Here is an example showing how to import a raw private Ed25519 key into the TSM:

package main

import (
	"crypto/rand"
	"crypto/rsa"
	"crypto/sha256"
	"crypto/x509"
	"encoding/hex"
	"fmt"
	"gitlab.com/sepior/go-tsm-sdk/sdk/tsm"
	"golang.org/x/sync/errgroup"
	"log"
	"os"
)

func main() {

	playerCount := 3
	threshold := 2

	// Create EdDSA clients for each of the MPC nodes (You probably create the clients in a different way)

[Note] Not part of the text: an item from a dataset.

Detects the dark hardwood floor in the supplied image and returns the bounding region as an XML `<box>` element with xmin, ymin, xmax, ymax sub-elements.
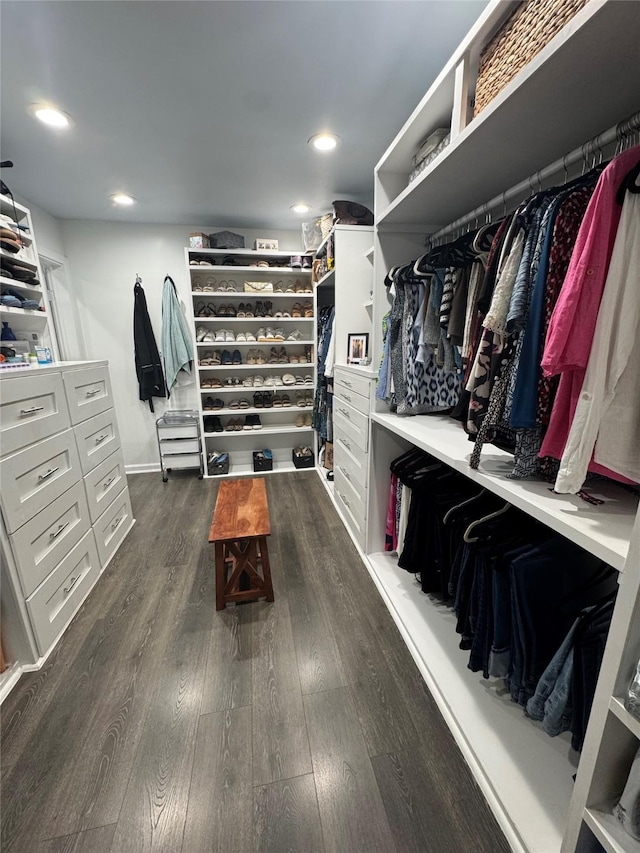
<box><xmin>0</xmin><ymin>472</ymin><xmax>509</xmax><ymax>853</ymax></box>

	eddsaClients := getClients(threshold)

	// We start with a raw private Ed25519 key that we want to import:

	privateKeyHex := "05260212f2c6e3537c1acb7d03918aba97efe5f3a9130922cd98d901f2d20528" // x
	publicKeyHex := "00ef13fae121e0a848290f960a2a6dedcc3592060e56d18b7ba3e50ce44cf339"  // xG
	privateKey, err := hex.DecodeString(privateKeyHex)
	if err != nil {
		panic(err)
	}
	pubKey, err := hex.DecodeString(publicKeyHex)
	if err != nil {
		panic(err)
	}

	// We then secret share the raw private key; here we use a static helper method on the TSM SDK

	keyShares, err := tsm.ECDSASecretShare(playerCount, threshold, "ED-25519", privateKey)
	if err != nil {
		panic(err)
	}

	// Import one wrapped key share to each of the MPC nodes 

	sessionID := tsm.GenerateSessionID()
	eg := errgroup.Group{}
	for i := 0; i < playerCount; i++ {
		i := i
		eg.Go(func() error {

			// Get wrapping key from MPC node and use it to encrypt the key share for that node

			publicKeys, _, err := eddsaClients[i].WrappingKeys()
			if err != nil {
				panic(err)
			}
			wrappingKey, err := x509.ParsePKIXPublicKey(publicKeys[0])
			if err != nil {
				panic(err)
			}
			wrappingRSAKey, ok := wrappingKey.(*rsa.PublicKey)
			if !ok {
				panic(err)
			}
			wrappedKeyShare, err := rsa.EncryptOAEP(sha256.New(), rand.Reader, wrappingRSAKey, keyShares[i], nil)
			if err != nil {
				panic(err)
			}

			// Import wrapped key share into the MPC node

			keyID, err := eddsaClients[i].ImportWrappedKeySharesWithSessionID(sessionID, "ED-25519", [][]byte{wrappedKeyShare}, nil, pubKey, "")
			if err != nil {
				panic(err)
			}

			fmt.Println("key id for imported key", keyID)

			return err
		})
	}
	err = eg.Wait()
	if err != nil {
		log.Fatal(err)
	}

}

func getClients(threshold int) []tsm.EDDSAClient {
	credsJSON, err := os.ReadFile("../../user.json")
	if err != nil {
		panic(err)
	}
	creds, err := tsm.DecodePasswordCredentials(string(credsJSON))
	if err != nil {
		panic(err)
	}

	playerCount := len(creds.URLs)
	eddsaClients := make([]tsm.EDDSAClient, playerCount)
	for player := 0; player < playerCount; player++ {
		credsPlayer := tsm.PasswordCredentials{
			UserID:    creds.UserID,
			URLs:      []string{creds.URLs[player]},
			Passwords: []string{creds.Passwords[player]},
		}
		client, err := tsm.NewPasswordClientFromCredentials(playerCount, threshold, credsPlayer)
		if err != nil {
			panic(err)
		}
		eddsaClients[player] = tsm.NewEDDSAClient(client)
	}

	return eddsaClients
}

Import from an Ed25519 seed (RFC 8032)

When importing an Ed25519 key, as in the example above, the TSM expects you to start with the raw private key scalar. But many external wallets instead holds a key which is then derived into a raw Ed25519 key pair according to RFC 8032 Section 5.1.5. If you start out with a seed like this, you first need to convert it into a raw private key. The following shows how you can convert the seed into the raw Ed25519 key pair.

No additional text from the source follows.